De que?” É um resultado de um sonho acordado: Elis interpretava Arrigo.
Gratidão” já havia sido gravada pelo Bamboo, em 2010. Fiz um novo arranjo, tentando emular texturas orquestrais. É uma homenagem ao mestre Itiberê e a todos os mestres.
Pro Bernardo“, que se chamava “De lá pra cá” é um quarteto de guitarras e baixo elétrico. Tocava nos primeiros anos de orquestra do Itiberê. Uma lembrança dessa peça ciclicamente me retornava. Havia um Itiberê raro ali: obscuro. Então decidi que ia gravar essa faixa. Liguei pra ele pra pedir a parte. Um dia, encontrei por acaso com ele no metrô e disse que a faixa estava gravada, sua respondeu: – usei o nome dela em outra música, rebatizo-a de “Pro Bernardo“.

Gravei o Stella como um exercício de gratidão ao jazz.

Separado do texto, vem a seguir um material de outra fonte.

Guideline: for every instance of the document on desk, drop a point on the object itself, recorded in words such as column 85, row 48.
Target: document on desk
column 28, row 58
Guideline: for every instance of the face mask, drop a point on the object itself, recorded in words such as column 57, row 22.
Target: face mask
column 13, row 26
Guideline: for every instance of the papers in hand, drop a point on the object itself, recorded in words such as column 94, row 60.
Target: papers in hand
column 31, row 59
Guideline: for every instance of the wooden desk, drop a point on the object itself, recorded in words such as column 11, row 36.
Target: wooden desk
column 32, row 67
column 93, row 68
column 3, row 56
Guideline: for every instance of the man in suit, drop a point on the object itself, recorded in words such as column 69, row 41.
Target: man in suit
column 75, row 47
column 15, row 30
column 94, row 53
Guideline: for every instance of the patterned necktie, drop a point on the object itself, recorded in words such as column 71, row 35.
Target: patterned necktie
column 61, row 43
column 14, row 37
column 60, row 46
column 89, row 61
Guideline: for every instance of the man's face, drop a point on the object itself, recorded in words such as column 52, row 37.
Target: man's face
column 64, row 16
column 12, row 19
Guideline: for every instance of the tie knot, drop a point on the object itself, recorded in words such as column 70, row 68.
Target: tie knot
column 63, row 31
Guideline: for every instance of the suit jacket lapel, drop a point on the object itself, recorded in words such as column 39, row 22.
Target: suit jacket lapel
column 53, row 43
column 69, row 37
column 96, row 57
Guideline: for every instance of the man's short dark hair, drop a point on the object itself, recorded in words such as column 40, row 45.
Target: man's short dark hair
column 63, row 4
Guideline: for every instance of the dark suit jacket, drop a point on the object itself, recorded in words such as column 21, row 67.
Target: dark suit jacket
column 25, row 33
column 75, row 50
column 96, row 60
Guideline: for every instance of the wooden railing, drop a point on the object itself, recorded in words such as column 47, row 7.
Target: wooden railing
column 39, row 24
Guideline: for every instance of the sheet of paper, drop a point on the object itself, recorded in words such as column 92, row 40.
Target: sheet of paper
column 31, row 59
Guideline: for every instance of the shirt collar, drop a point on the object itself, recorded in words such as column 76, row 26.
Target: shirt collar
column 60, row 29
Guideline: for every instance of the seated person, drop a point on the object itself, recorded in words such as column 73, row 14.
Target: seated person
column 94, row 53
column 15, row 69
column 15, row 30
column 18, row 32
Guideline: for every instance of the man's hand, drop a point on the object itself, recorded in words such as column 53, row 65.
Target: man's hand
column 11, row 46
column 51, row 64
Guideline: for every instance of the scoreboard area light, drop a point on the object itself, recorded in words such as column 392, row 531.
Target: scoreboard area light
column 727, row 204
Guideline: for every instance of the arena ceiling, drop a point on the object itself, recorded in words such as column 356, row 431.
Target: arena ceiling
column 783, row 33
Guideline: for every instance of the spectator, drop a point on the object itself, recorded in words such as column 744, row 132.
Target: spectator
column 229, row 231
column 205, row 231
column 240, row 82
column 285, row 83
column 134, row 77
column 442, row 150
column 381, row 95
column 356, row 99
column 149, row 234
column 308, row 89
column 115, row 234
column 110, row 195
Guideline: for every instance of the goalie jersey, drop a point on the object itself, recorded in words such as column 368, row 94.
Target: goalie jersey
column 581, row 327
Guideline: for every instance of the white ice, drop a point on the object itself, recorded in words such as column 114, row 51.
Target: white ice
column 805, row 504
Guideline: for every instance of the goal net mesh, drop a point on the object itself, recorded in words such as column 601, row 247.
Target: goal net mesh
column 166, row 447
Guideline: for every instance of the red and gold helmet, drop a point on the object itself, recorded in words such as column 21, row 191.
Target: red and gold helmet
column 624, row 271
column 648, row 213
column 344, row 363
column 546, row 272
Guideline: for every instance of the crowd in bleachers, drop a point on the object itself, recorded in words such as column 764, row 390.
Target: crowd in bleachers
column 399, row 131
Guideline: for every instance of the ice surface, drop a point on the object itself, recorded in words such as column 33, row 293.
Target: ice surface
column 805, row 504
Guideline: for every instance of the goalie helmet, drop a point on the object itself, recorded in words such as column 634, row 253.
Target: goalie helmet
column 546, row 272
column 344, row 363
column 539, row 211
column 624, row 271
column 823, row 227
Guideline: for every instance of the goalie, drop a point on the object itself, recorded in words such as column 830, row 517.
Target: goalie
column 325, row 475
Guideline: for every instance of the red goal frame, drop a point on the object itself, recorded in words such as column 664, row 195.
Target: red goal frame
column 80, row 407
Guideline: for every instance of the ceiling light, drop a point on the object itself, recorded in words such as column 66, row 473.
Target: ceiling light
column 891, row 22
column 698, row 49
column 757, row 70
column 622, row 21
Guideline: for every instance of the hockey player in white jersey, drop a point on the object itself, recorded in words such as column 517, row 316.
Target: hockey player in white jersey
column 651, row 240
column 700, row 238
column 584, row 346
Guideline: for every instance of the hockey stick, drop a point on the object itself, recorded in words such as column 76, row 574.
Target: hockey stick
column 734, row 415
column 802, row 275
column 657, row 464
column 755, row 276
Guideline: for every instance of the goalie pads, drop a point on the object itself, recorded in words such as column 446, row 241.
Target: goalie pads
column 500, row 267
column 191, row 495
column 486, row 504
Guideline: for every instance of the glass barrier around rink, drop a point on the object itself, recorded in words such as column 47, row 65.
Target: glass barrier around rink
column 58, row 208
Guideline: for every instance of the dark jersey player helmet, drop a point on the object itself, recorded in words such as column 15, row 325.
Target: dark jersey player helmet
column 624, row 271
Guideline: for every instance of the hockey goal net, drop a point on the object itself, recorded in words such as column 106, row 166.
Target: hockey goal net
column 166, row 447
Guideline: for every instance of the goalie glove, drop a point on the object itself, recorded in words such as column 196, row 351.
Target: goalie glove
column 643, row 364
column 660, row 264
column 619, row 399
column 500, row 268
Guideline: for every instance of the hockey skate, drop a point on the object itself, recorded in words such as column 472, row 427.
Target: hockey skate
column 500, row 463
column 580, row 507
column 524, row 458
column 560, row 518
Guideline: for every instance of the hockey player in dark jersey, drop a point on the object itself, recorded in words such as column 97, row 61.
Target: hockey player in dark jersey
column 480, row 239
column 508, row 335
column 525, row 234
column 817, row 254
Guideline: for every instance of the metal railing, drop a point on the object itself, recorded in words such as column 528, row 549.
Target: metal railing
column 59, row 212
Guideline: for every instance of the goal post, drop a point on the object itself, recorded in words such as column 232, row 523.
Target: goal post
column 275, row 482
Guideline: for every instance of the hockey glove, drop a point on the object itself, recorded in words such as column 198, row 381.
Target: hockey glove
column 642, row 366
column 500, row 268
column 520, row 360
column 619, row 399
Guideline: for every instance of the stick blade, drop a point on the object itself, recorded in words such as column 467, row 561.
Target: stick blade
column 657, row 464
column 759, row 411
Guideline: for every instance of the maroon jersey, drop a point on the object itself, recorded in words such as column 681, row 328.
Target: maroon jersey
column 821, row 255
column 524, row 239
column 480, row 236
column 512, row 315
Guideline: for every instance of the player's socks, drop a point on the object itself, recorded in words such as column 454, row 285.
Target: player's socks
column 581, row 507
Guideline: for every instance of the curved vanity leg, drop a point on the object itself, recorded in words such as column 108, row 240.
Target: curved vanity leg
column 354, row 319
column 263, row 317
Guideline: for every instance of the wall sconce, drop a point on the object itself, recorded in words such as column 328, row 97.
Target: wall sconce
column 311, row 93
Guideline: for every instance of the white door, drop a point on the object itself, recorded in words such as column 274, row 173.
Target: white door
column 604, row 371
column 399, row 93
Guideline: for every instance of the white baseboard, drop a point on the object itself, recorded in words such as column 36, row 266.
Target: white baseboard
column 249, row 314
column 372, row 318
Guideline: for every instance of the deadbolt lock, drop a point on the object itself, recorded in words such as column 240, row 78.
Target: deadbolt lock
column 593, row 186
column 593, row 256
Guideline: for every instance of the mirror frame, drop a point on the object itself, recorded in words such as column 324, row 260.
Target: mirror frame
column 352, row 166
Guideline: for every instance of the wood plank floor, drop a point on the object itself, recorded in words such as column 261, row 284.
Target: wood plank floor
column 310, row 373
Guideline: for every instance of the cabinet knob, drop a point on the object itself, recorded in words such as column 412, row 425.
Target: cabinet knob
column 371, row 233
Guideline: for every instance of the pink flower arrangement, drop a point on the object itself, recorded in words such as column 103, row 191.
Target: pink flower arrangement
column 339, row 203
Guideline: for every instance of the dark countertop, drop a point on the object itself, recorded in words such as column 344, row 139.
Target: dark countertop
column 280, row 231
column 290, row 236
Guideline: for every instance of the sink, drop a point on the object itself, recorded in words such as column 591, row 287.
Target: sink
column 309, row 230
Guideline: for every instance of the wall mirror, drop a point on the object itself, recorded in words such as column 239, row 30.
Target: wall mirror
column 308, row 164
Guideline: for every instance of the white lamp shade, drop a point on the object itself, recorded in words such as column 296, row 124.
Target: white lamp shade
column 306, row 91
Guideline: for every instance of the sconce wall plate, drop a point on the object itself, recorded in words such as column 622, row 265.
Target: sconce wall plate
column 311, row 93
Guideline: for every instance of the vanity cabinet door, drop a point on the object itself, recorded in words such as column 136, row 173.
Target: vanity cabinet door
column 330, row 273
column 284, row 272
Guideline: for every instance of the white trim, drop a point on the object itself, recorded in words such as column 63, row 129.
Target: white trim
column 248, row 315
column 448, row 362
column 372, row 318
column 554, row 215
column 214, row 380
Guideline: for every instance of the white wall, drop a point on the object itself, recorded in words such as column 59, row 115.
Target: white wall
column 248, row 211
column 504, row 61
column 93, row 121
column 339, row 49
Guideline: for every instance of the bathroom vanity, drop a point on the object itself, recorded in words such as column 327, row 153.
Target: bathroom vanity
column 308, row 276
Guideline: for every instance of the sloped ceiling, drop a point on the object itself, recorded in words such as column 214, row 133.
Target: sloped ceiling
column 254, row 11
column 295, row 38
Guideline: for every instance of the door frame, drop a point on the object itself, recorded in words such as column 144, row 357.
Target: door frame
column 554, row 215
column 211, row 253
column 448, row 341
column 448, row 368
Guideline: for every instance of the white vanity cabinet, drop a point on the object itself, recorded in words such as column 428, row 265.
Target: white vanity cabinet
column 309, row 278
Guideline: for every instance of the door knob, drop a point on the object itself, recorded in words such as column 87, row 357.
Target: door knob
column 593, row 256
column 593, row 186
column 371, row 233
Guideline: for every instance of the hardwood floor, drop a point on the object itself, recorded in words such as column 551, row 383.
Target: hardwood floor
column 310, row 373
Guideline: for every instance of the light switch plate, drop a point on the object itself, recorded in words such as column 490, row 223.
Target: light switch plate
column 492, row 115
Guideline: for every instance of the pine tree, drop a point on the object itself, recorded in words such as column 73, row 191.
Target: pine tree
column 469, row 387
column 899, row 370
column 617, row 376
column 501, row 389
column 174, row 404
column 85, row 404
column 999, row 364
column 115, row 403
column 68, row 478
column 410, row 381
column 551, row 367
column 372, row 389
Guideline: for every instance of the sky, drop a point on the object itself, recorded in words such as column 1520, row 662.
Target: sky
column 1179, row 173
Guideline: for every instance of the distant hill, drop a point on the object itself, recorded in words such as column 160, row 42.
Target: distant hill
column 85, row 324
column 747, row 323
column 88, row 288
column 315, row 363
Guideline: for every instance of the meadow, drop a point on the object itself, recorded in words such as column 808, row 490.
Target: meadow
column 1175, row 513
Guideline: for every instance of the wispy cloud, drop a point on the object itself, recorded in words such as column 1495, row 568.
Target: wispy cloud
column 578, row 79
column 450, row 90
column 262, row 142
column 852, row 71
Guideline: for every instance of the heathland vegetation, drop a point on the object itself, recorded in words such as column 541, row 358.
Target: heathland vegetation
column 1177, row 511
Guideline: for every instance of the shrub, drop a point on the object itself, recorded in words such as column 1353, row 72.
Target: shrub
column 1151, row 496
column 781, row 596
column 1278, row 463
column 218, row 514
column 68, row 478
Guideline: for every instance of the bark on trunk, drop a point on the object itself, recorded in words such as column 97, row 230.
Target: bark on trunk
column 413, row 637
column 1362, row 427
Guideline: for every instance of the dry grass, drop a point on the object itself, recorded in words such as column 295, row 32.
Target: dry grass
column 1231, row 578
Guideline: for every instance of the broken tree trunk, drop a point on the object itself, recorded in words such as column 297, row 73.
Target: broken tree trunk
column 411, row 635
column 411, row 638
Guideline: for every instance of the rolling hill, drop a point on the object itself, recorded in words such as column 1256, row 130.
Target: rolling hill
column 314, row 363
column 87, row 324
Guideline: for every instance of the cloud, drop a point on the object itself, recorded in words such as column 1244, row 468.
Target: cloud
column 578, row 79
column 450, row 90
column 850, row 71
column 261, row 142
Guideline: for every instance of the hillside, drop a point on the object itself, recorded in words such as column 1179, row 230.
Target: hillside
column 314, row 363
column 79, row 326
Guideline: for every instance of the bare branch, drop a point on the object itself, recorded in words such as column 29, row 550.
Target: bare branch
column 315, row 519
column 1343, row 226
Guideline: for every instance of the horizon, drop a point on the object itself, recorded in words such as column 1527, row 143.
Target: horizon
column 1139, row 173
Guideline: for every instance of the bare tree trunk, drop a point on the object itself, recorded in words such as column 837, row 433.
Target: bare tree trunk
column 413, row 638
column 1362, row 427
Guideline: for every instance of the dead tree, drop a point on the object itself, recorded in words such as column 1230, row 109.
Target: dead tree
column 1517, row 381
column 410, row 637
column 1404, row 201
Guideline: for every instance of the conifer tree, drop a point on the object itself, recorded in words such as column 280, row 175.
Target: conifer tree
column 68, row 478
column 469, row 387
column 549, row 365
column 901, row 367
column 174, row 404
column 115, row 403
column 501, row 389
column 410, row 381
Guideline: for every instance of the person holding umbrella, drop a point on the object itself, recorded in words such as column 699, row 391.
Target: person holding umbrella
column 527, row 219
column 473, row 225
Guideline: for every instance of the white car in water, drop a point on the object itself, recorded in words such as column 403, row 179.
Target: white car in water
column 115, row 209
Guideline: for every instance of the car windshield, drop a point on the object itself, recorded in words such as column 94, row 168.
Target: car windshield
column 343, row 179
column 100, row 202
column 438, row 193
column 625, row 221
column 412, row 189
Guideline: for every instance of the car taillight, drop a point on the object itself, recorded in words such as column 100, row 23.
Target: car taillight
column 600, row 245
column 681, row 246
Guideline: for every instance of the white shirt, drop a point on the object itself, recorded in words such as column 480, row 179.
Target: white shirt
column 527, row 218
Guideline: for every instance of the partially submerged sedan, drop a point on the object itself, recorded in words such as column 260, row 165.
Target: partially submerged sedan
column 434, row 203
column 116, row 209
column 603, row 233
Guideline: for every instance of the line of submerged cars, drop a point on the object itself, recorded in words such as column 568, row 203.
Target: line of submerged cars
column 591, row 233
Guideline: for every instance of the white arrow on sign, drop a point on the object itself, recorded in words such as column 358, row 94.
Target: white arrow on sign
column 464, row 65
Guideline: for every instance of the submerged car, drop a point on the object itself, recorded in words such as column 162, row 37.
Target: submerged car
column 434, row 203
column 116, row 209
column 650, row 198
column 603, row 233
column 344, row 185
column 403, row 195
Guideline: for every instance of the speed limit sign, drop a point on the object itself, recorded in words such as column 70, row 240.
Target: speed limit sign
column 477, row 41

Quero ser sempre grato ao jazz mas não quero deixar minha criatividade submissa à cena novaiorquina nem a nenhuma “jazz community”. Penso que esse mundo de redes sociais, pejotização e informação em demasia não tem feito muito bem às jazz communities pelo mundo. Muita obediência e muita pavoaria.

WG – E em relação à divulgação e lançamento de “Cangaço“, o que já está agendado?

BR – Na sexta (23/08) começam os trabalhos com um concerto palestra na UFRJ. No sábado (24/08) será o primeiro concerto de lançamento em casa (Rio). Será o ritual no qual os amigos vão abençoar o trabalho antes da estrada. Negociações adiantas em várias capitais, nada fechado ainda.

WG – Que projetos pretende desenvolver para os próximos anos?

BR – Agora só penso em botar esse som nos palcos, o máximo possível. Meu sonho é ser ogan, chamar os deuses. Juntar pessoas e compartilhar da alegria e sabedoria divinas. É o que esse grupo tenta fazer quando vai ao palco. Não somos ogans, mas eles nos inspiram. Esse é o sentido da música para mim, está em sua origem.